3. The searchable public key encryption method that simultaneously supports semantic queries according to claim 1, characterized in that: The generation of public and private keys for the dataset includes: Choose two order as follows: q Cyclic group and and a bilinear pairing ; Randomly select cyclic group One of the living members ,as well as t+ 2 random numbers, t+ A set of 2 random numbers This set is a set of private keys, and the private key is SK. = , in , , , , They are random integers; calculate ,in: (8) (9) (10) (11) (12) in , , The structure is a set of public keys, public key PK = .

4. The searchable public key encryption method that simultaneously supports semantic queries according to claim 1, characterized in that: The document keyword set is encrypted using a predicate encryption method based on the generated public key.

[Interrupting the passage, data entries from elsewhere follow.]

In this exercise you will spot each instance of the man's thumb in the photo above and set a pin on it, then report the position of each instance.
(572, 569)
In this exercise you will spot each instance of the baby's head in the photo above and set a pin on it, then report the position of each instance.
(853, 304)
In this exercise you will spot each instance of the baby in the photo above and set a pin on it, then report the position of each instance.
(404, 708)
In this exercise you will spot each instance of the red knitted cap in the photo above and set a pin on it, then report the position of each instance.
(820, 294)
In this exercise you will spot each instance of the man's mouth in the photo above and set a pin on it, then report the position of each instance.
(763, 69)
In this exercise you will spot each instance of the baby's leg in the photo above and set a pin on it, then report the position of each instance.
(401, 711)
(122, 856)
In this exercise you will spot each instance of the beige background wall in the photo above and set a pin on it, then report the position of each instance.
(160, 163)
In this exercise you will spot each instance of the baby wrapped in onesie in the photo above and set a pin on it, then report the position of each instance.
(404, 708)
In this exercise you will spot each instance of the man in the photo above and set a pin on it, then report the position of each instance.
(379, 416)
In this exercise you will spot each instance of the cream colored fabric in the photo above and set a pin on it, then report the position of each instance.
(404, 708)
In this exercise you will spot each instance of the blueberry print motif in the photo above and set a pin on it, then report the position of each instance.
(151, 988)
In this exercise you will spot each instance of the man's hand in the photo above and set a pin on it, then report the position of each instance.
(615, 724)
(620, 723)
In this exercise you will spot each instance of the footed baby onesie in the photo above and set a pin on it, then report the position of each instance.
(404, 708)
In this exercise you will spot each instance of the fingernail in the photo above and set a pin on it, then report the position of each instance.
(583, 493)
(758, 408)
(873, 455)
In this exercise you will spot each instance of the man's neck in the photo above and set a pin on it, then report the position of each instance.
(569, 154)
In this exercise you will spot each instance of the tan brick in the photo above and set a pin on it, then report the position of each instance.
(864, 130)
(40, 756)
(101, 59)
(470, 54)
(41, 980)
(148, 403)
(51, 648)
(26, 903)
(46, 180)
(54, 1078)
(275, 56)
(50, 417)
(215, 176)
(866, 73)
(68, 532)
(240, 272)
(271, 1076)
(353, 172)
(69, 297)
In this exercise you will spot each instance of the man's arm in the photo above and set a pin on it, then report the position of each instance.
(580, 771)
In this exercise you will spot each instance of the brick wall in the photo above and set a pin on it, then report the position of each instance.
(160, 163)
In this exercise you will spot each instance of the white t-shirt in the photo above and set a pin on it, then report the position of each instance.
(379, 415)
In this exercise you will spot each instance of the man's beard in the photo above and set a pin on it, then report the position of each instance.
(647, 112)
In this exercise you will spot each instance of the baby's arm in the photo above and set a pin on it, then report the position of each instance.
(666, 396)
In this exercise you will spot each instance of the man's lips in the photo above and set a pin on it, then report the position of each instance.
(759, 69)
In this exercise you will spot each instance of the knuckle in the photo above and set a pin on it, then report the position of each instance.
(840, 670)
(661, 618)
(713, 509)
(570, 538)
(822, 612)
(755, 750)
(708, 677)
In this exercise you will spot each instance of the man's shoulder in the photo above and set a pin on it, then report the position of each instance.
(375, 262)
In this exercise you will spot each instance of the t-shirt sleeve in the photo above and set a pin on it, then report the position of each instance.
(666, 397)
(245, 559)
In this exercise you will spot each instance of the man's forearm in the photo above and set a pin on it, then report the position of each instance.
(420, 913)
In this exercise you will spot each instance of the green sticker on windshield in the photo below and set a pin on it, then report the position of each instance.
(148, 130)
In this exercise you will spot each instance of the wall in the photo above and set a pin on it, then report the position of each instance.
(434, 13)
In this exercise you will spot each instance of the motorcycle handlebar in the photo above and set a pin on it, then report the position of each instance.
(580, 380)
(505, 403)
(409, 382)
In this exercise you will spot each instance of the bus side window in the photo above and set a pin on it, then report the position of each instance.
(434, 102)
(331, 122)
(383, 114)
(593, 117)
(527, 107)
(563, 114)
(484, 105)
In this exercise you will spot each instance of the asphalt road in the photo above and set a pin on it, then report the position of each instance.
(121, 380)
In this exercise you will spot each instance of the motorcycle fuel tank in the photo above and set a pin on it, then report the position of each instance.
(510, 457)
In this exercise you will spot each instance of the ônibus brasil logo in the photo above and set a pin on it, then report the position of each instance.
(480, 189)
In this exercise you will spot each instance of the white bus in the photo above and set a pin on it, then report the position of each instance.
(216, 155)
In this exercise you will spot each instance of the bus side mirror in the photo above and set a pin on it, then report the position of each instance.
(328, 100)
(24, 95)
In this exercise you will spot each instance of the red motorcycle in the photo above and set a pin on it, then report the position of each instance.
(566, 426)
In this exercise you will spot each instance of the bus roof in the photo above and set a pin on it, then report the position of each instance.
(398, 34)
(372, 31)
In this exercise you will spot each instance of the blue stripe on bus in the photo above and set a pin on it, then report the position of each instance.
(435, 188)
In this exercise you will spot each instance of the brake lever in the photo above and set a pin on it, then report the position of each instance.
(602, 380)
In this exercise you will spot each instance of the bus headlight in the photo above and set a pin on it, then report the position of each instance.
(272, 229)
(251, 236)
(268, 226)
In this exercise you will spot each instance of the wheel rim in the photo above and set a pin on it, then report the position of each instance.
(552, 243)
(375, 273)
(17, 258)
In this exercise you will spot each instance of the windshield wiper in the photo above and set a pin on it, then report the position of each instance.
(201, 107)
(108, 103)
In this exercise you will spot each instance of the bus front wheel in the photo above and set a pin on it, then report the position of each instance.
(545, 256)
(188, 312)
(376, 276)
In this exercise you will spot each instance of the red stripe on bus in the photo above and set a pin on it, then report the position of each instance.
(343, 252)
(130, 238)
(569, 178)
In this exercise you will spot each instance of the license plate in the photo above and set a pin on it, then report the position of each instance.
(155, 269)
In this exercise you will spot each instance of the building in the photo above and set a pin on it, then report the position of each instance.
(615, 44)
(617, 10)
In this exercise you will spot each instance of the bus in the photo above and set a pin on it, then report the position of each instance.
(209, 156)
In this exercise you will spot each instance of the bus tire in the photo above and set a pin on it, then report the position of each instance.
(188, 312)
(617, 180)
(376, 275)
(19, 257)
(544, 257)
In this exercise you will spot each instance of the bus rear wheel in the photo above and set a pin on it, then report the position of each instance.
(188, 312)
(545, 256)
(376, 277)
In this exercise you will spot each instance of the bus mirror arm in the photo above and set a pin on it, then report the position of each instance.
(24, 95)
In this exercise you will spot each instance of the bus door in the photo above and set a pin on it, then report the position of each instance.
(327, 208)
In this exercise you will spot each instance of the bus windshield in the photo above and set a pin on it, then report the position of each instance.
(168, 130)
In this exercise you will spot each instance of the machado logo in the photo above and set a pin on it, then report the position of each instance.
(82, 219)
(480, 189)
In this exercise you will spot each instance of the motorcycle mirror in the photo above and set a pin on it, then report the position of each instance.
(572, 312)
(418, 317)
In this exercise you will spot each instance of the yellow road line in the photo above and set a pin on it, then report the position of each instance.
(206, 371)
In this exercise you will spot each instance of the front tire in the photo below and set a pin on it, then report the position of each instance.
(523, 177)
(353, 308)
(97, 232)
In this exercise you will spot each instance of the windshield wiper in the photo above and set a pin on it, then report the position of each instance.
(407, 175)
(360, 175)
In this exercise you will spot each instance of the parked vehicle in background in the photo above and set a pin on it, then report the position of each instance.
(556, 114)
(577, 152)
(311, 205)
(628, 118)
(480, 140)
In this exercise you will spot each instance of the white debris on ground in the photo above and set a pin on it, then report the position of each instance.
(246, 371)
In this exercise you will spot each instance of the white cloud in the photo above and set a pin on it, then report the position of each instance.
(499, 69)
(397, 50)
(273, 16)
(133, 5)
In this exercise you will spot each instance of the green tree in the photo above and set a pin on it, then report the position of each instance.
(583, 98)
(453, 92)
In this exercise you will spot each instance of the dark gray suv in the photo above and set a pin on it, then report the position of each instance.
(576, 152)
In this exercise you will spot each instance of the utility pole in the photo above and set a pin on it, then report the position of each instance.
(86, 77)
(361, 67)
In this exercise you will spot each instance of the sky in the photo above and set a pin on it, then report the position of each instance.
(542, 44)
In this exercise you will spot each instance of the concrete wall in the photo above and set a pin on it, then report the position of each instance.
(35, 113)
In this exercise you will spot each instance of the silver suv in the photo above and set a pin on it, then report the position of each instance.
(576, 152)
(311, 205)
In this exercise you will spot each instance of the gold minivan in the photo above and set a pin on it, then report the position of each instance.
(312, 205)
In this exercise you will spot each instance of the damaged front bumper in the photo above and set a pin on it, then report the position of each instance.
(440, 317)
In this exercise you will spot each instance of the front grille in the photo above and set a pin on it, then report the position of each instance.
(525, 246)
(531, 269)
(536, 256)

W root vector Encryption is performed to obtain the encrypted index of the document. ,include: Choose a random number s; Calculate separately ,in, (13) (14) (15) in ; coefficient vector One of the elements; The set Composing a document keyword set W Encrypted index ; Document keyword set W Encrypted index for, (16)。 5. A searchable public-key encryption method that simultaneously supports semantic queries, as described in claim 4, characterized in that: The query extended term set is then encrypted using a predicate encryption method based on the generated private key. coefficient vector Encryption is performed to obtain the encrypted trapdoor for the query. ,include: Choose a random number u , Calculate separately , (17) (18) in ; ; root vector One of the elements; The set Constructing an extended query term set Encryption trapdoor ; Then query the extended vocabulary set Encryption trapdoor for: (19)。 6. A searchable public-key encryption method that simultaneously supports semantic queries, as described in claim 5, is characterized in that: It also includes determining the keyword set of a document under encrypted status. W With query extended term set The matching relationships specifically include: Based on document keyword set W Encrypted index and query extended term set Encryption trapdoor ,calculate The calculation formula is as follows: (20) in, (21) (22) in, (23) in ; , , , These are the intermediate calculated values ​​during the judgment process; when Then, the document keyword set W With query extended term set match; when Then, the document keyword set W With query extended term set Mismatch.